Film Review: Provoked

Film: Provoked

Director: Jagmohan Mundhra

Cast: Aishwarya Rai, Miranda Richardson, Naveen Andrews

Rating: 3.5/5

Provoked is much more than a mere film, it is a person’s life showcased on the silver screen. Does a critic then have a right to judge such an effort? But by virtue of the venture being showcased on celluloid and the lead role being essayed by Aishwarya Rai, it turns into a commercial film, and hence needs to be adjudged so.

Based on the life of Kiranjit Ahluwalia (Aishwarya Rai), a woman who sustained spousal (Naveen Andrews) abuse for 10 long years till one day when she decided she would suffer no more. Convicted of murdering her husband, Kiranjit was sentenced to life in prison, where she found her freedom and the strength to emerge a stronger woman. 

Meanwhile, outside the four walls of the prison, the fight for her cause took momentum thanks to the help of the Southhall black sisters, an NGO that supported the cause of  women who have suffered at the hands of their spouses. After three years in prison, Kiranjit was set free after the court passed a judgment in her favour. The story has been out there for years now, but for the first time, it has been told to a larger audience.

What is impressive about this film is the place in which it is set, England. Keeping in mind the location, the director does full justice not just to the story, but also the environment. The film is unbelievably English, with visible tones of blue, grey, black and yellow. Also, the English have a sense of mellow yet emotional stories to tell; Mundhra has very well understood the environment and shot the entire film based on this sensibility.

If you choose to look past the obvious, the film works on three levels. That of love and betrayal, an emergence of a stronger woman and thirdly, a yarn of right versus wrong. There is a sense of purity with which the film is told, which this sort of tale needed, and this particularly makes for great viewing.

The pace is the film’s grey area – with a story that has so much to tell and where the audience longs to know more, the film seems a tad bit too fast paced. It typically follows the conventional “open, body, end” format. The editing is flawless, heightened emotional scenes are placed right next to mellowed ones. This sort of editing aids the viewer from holding back those tears, yet feeling a sense of compassion for the story being told.

The cinematography is commendable, the colours and the dry environment are well brought out. The close ups and panoramic shots create a sense of connection with the character.

Sometimes, the actor can take away from a film far more than what they can provide the film with, and Provoked is a classic example. The creation of actors as brands can be the major problem. One often gets caught up with Rai’s flawless beauty (she looks God sent in practically every frame), even though this is perhaps her best performance after Raincoat.
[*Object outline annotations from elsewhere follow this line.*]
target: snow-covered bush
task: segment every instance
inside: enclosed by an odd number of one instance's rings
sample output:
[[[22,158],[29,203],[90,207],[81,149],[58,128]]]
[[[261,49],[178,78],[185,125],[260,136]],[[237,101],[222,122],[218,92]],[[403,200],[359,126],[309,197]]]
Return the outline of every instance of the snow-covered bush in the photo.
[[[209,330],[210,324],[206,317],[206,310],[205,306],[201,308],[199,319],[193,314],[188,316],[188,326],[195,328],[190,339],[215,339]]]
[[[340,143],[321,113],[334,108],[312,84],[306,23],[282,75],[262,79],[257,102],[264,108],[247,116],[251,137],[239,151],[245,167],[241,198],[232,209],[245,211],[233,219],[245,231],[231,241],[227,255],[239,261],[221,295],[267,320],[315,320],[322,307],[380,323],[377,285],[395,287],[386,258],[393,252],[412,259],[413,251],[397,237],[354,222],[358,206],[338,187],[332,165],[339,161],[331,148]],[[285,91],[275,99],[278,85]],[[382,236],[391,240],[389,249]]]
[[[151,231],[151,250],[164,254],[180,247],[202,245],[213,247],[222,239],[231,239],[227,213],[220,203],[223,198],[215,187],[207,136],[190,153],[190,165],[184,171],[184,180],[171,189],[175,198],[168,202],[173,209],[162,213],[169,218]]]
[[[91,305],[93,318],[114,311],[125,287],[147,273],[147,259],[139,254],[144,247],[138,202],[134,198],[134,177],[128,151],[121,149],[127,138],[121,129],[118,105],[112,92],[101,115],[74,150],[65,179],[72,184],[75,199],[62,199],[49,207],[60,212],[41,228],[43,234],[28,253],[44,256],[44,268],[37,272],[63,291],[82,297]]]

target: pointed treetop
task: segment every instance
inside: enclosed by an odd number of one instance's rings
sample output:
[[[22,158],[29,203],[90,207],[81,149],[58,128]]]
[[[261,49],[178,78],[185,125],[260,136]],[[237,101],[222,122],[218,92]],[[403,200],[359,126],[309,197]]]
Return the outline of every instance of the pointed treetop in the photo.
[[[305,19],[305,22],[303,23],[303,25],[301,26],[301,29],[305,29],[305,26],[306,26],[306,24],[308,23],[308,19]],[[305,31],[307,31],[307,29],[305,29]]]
Of course, there are times when she forgets to act. Like in the scene where Richardson is explaining what ‘heaving bosoms’ are, Rai’s expression is visibly generated. In every scene, Andrews’ presence is overpowered by Rai’s. In his limited screen time, however, Andrews manages to deliver a decent performance, although one has seen better work from him. Miranda Richardson and Nandita das are evidently brilliant, each scene enacted with great indulgence and élan.

Provoked will undoubtedly get a large viewership thanks to Rai’s presence. Conversely. many viewers could also watch the film for what they choose to see, failing the purpose of the film. The film will fail to touch the prime audience who should have ideally been the SEC B and lower audience. It will be urban and multiplex goers the film will earn a major chunk of revenue from. Expect it to do a fair performance at the box office.

You can choose to have a positive or negative opinion, but you cannot walk out of this film, having none. Provoked is larger than a film, it is a show reel of life, celebrate it.